An air-source heat pump can provide very efficient heating and cooling for your home, especially in our hot humid climate. The U.S. Department of Energy offers a very good explanation of how a heat pump works and why it works so well in our region.
When properly installed, an air-source heat pump can deliver one-and-a-half to three times more heat energy to a home than the electrical energy it consumes. This is possible because a heat pump moves heat rather than converting it from a fuel, like in combustion heating systems.
How They Work
A heat pump's refrigeration system consists of a compressor and two coils made of copper tubing (one indoors and one outside), which are surrounded by aluminum fins to aid heat transfer. In the heating mode, liquid refrigerant extracts heat from the outside coils and air, and moves it inside as it evaporates into a gas. The indoor coils transfer heat from the refrigerant as it condenses back into a liquid. A reversing valve, near the compressor, can change the direction of the refrigerant flow for cooling as well as for defrosting the outdoor coils in winter.

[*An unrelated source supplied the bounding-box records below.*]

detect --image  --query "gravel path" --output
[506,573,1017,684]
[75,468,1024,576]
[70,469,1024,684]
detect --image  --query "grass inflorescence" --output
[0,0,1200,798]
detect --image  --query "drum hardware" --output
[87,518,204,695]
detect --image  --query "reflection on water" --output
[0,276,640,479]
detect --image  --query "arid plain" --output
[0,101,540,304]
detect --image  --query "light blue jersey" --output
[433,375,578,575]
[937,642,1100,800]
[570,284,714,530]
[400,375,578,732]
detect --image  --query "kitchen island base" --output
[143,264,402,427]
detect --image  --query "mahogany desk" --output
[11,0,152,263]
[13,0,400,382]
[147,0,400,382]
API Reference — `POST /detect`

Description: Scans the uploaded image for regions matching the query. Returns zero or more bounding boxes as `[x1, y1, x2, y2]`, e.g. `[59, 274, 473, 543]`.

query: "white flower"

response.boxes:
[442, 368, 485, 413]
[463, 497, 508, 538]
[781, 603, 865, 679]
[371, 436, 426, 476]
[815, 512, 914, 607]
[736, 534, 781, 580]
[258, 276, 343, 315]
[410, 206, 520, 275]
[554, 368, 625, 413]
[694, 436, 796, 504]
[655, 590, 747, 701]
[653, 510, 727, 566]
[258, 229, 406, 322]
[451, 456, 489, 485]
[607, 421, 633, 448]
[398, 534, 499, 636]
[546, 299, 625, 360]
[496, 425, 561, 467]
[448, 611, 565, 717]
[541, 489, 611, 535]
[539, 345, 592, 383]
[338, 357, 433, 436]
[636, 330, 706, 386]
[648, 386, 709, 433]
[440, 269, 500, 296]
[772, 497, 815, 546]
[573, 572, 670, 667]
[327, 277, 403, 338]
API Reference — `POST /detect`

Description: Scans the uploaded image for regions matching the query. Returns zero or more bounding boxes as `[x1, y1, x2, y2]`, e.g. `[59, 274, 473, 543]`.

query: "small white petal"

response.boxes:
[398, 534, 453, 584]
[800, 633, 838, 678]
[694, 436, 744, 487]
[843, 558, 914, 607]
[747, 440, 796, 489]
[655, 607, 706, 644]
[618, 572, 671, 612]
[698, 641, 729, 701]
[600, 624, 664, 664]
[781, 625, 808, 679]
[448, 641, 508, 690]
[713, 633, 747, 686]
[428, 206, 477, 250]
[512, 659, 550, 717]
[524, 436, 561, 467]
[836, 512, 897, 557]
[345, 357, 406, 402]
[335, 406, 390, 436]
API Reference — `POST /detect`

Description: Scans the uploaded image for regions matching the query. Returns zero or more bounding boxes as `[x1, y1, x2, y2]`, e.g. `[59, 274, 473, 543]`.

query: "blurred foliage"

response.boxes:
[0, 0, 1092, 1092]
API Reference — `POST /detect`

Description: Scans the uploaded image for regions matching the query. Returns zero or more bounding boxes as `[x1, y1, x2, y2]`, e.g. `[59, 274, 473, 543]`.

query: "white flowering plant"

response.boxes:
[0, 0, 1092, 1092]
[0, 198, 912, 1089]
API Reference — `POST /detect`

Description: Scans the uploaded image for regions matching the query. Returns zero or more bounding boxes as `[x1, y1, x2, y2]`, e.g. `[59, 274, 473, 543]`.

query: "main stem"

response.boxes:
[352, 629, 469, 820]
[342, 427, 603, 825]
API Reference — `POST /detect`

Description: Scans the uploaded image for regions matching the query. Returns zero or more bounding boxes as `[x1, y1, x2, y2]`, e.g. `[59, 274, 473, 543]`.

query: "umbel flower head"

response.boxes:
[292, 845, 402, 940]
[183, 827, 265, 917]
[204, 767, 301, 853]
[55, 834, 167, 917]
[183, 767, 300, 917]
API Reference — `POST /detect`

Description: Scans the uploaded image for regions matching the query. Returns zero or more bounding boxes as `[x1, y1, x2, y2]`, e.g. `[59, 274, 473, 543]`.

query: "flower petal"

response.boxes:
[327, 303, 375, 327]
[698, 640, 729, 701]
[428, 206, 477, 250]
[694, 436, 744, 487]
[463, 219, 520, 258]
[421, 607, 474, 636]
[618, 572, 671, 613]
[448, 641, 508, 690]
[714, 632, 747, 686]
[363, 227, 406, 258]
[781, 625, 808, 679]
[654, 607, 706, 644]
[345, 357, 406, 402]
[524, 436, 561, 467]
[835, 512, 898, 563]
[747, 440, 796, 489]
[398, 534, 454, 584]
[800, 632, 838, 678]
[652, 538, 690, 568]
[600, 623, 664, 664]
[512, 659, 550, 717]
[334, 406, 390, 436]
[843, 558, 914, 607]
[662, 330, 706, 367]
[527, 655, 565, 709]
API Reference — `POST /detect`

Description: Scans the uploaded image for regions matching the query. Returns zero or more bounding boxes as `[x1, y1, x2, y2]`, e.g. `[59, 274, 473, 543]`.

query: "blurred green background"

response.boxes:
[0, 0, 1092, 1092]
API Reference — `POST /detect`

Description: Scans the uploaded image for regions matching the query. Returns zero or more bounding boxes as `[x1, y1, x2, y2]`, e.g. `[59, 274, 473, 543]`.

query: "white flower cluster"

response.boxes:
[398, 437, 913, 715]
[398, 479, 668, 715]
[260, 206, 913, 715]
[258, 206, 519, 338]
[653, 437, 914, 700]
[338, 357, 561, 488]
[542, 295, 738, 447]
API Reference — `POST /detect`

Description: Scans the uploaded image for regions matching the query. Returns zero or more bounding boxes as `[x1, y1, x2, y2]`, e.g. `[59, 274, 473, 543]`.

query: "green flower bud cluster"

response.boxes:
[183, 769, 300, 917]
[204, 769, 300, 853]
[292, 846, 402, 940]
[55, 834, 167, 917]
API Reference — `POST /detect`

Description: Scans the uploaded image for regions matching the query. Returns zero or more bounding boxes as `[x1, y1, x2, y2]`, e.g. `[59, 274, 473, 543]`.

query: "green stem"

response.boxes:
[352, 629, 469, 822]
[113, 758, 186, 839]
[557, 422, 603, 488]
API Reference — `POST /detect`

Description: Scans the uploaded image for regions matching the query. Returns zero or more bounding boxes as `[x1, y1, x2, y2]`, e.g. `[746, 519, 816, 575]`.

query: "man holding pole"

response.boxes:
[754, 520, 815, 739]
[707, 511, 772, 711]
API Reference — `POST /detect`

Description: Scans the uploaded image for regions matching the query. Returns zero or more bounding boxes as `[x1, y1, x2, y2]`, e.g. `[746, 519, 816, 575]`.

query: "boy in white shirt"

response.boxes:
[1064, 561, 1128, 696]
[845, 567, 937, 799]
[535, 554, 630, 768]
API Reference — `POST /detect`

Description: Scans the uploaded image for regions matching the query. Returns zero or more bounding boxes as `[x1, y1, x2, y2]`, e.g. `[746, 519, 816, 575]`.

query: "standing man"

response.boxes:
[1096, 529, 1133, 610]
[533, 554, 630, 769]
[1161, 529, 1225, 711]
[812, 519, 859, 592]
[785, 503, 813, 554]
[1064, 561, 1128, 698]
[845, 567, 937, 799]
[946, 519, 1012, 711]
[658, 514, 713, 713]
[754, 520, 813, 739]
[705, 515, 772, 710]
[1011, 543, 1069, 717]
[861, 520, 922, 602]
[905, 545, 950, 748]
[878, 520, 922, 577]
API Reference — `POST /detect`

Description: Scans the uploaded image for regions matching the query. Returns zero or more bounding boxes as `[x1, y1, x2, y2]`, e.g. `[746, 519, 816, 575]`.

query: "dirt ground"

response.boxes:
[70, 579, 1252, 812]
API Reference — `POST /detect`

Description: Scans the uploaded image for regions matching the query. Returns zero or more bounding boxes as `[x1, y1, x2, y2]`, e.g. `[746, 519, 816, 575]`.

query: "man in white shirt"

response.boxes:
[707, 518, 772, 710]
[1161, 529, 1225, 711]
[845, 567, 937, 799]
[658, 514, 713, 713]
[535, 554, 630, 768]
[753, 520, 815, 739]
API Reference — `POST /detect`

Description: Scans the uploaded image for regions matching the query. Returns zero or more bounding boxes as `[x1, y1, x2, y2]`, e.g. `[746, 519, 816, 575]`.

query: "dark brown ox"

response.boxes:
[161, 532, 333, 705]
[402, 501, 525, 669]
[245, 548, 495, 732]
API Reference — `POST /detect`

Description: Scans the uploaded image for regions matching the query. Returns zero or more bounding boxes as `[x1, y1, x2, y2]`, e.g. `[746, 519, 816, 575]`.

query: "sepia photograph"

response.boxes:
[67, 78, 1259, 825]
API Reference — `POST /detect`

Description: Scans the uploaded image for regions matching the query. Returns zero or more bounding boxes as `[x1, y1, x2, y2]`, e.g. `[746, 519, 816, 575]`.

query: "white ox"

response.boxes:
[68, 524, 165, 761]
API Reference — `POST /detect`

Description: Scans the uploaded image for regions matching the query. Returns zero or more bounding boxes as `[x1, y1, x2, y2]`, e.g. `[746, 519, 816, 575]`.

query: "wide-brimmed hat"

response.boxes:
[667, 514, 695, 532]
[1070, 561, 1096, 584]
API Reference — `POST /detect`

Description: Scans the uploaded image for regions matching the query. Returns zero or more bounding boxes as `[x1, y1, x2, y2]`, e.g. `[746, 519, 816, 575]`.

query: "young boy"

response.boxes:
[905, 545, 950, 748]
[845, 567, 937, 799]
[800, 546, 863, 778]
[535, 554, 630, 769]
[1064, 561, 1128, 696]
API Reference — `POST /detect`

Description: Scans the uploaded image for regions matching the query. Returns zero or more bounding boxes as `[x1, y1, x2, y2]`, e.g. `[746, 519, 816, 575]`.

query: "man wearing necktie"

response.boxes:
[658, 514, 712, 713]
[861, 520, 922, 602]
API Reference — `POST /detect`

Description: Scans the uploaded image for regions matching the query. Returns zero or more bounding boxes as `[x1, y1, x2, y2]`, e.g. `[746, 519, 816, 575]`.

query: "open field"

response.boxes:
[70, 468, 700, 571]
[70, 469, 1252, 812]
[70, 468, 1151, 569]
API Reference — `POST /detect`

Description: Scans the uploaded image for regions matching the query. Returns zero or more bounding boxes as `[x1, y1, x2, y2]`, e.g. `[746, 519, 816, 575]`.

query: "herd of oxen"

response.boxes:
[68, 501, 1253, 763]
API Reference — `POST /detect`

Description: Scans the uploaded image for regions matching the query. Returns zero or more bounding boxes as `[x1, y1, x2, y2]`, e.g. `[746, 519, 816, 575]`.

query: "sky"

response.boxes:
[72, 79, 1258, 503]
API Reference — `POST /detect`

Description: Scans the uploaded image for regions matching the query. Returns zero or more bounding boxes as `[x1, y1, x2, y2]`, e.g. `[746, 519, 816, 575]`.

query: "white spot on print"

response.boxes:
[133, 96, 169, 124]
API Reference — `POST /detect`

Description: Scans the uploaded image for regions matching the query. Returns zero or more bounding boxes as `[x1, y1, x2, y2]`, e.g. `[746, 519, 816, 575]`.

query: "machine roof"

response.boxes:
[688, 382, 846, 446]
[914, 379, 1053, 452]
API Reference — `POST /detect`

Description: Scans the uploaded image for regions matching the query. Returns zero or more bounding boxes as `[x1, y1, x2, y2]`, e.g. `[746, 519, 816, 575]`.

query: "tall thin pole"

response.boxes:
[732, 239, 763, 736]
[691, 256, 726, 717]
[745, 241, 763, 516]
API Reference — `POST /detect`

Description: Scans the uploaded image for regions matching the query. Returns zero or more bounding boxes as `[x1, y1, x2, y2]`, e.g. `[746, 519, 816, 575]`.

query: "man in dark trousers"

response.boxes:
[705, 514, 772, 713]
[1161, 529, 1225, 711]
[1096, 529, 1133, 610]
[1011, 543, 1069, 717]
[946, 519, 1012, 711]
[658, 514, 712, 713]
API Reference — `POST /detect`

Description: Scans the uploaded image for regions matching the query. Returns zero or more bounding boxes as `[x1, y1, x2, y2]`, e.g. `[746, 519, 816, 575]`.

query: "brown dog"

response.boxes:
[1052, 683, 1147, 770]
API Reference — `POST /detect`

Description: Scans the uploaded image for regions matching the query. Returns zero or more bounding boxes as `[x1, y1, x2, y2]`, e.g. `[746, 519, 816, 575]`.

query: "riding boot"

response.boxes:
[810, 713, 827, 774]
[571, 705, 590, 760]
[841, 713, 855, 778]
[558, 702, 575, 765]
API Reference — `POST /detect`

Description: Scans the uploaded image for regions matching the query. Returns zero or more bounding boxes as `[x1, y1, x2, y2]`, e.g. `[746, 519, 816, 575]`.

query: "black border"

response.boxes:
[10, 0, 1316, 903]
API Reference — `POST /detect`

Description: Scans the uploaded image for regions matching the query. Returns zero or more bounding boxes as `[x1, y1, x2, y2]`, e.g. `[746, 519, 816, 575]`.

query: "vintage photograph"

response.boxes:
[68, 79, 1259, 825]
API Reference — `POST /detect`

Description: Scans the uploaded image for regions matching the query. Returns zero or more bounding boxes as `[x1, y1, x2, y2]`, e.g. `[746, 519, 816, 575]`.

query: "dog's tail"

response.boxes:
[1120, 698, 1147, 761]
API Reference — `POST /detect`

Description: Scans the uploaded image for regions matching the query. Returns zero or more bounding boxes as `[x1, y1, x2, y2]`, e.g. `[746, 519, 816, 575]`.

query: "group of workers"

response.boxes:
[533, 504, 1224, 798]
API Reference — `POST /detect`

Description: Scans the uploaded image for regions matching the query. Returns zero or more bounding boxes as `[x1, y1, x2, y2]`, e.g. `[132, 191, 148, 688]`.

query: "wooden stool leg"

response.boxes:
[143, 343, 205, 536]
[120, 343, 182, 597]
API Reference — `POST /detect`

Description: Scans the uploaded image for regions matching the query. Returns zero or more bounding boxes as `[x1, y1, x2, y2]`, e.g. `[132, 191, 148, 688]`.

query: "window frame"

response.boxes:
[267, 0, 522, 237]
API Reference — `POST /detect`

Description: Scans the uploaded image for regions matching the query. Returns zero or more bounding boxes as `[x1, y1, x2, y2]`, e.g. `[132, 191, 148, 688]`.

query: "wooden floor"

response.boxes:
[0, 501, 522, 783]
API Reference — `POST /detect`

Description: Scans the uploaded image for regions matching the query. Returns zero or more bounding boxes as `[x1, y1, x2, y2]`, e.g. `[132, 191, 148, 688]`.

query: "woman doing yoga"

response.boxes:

When outdoor temperatures fall below 25- 30°F, a less-efficient panel of electric resistance coils, similar to those in your toaster, kicks in to provide indoor heating. The efficiency and performance of today's air-source heat pumps is one-and-a-half to two times greater than those available 30 years ago. This improvement in efficiency has resulted from technical advances and options such as these:
• Thermostatic expansion valves for more precise control of the refrigerant flow to the indoor coil
• Variable speed blowers, which are more efficient and can compensate for some of the adverse effects of restricted ducts, dirty filters, and dirty coils
• Improved coil design
• Improved electric motor and two-speed compressor designs
• Copper tubing, grooved inside to increase surface area.
My advice is to make the most of your dollars you spend on your HVAC and invest in the savings that a heat pump can offer you.